**README**:

This code will scrap http://ojp.nationalrail.co.uk for journey times for each station in a list. Codes must me provided.

**TODO**:

 - Get off peak times as well (eg: weekend / Off-Peak)
 - Get frequencies from departure times

In [1]:
import requests
from bs4 import BeautifulSoup
from pathlib import Path
import pandas as pd
import datetime

# National Rain Enquiries

## Hardcoded

In [2]:
# Base url
burl = 'http://ojp.nationalrail.co.uk/service/timesandfares/{O}/{D}/{DateCode}/{TimeCode}/{schedule}'

In [3]:
tomorrow = datetime.date.today() + datetime.timedelta(days=1)
DateCode = tomorrow.strftime("%d%m%y")

TimeCode = '0900'

schedule = 'arr'  # {'arr': 'Arrival', 'dep': 'Departure'}

In [4]:
# For NRE
errors = [
    #"Sorry, no stations found.", 
    #"Sorry, we can't plan this journey.", 
    "You need to correct the fields marked with errors before continuing.", 
    "No matching station found.", 
    "error!", 
]

In [5]:
s_sts_fp = Path(r'stations.csv')

In [6]:
ofp = 'NRE_JT.csv'

## Aux functions

In [7]:
class WrongStationCode(Exception):
    pass

In [8]:
def get_st_webpage_soup(O, D, DateCode=DateCode, TimeCode=TimeCode, burl=burl, errs=errors, schedule=schedule):
    '''Retrieve the NRE website for O, D station codes.'''
    
    url = burl.format(O=O, D=D, DateCode=DateCode, TimeCode=TimeCode, schedule=schedule)
    r = requests.get(url)
    soup = BeautifulSoup(r.text, 'html.parser')
    
    for err in errs:
        if err in soup.text:
            raise WrongStationCode(f"{O}, {D}, {DateCode}, or {TimeCode} are not a valid.

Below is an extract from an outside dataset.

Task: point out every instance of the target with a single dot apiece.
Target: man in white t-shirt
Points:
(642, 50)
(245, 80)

Found:\n{err}")
    
    return soup

In [9]:
def mins_from_tag(tag, num_conv=int):
    '''Returns durationn in minutes form a html tag.
    num_conv is a function to deal with string to number conversion.'''
    
    res = list(tag.stripped_strings)
    d = dict(zip(res[1::2], res[::2]))  # {'h': '1', 'm': '3'}
    h = num_conv(d.get('h', 0))
    m = num_conv(d.get('m', 0)) + 60 * h
    return m

In [10]:
def get_jny_durs(soup):
    '''Retrieve the travel duration from the NRE website.'''
    tags = soup.find_all('td', attrs={'class': 'dur'})
    durs = [mins_from_tag(tag) for tag in tags]
    return durs

In [11]:
def joined_strings(tag):
    strs = list(tag.stripped_strings)
    return ''.join(strs)

In [12]:
def get_from_st(soup):
    '''Retrieve the "From" station from the NRE website.'''
    
    tags = soup.select('#oft > tbody > tr.first.mtx > td.from')
    
    if not tags:
        tags = soup.select('#oft > tbody > tr.last.mtx > td.from')
        
    if tags:
        return joined_strings(tags[0])
        
    return ''

In [13]:
def get_to_st(soup):
    '''Retrieve the "To" station from the NRE website.'''
    
    tags = soup.select('#oft > tbody > tr.first.mtx > td.to')
    
    if not tags:
        tags = soup.select('#oft > tbody > tr.last.mtx > td.to')
        
    if tags:
        return joined_strings(tags[0])
    
    return ''

In [14]:
def scrapped_O_D_time(O, D, **kwargs):
    '''Returns a tuple (O, D, t) of the retrieved values.'''
    
    try:
        soup = get_st_webpage_soup(O, D, **kwargs)
    except WrongStationCode:
        return None
    
    times = get_jny_durs(soup)
    if times:
        t = times[0]
    else:
        return None
    
    ofromst = str(get_from_st(soup))
    otost = str(get_to_st(soup))
    
    return ofromst, otost, t

## Results

In [15]:
sts = pd.read_csv(s_sts_fp)

In [16]:
sts

Unnamed: 0,O,D
0,CanaryWarf,DEP
1,CanaryWarf,GNW
2,CanaryWarf,CTN
3,CanaryWarf,WWA
4,CanaryWarf,ABW
5,CanaryWarf,SGR
6,CanaryWarf,NWX
7,CanaryWarf,LEW
8,CanaryWarf,BKH
9,CanaryWarf,BNH


In [17]:
sts[['NRE_O', 'NRE_D', 'NRE_Minutes']] = sts.apply(lambda row: pd.Series(scrapped_O_D_time(row.O, row.D)), axis=1)

In [18]:
sts.to_csv(ofp, index=False)

In [19]:
sts

Unnamed: 0,O,D,NRE_O,NRE_D,NRE_Minutes
0,CanaryWarf,DEP,Canary WharfDLR,Deptford [DEP],24
1,CanaryWarf,GNW,Canary WharfDLR,Greenwich [GNW],18
2,CanaryWarf,CTN,Canary WharfDLR,Charlton [CTN],34
3,CanaryWarf,WWA,Canary WharfDLR,Woolwich Arsenal [WWA],34
4,CanaryWarf,ABW,Canary WharfDLR,Abbey Wood [ABW],40
5,CanaryWarf,SGR,Canary WharfDLR,Slade Green [SGR],57
6,CanaryWarf,NWX,Canary WharfDLR,New Cross [NWX],26
7,CanaryWarf,LEW,Canary WharfDLR,Lewisham [LEW],23
8,CanaryWarf,BKH,Canary WharfDLR,Blackheath [BKH],29
9,CanaryWarf,BNH,Canary WharfDLR,Barnehurst [BNH],46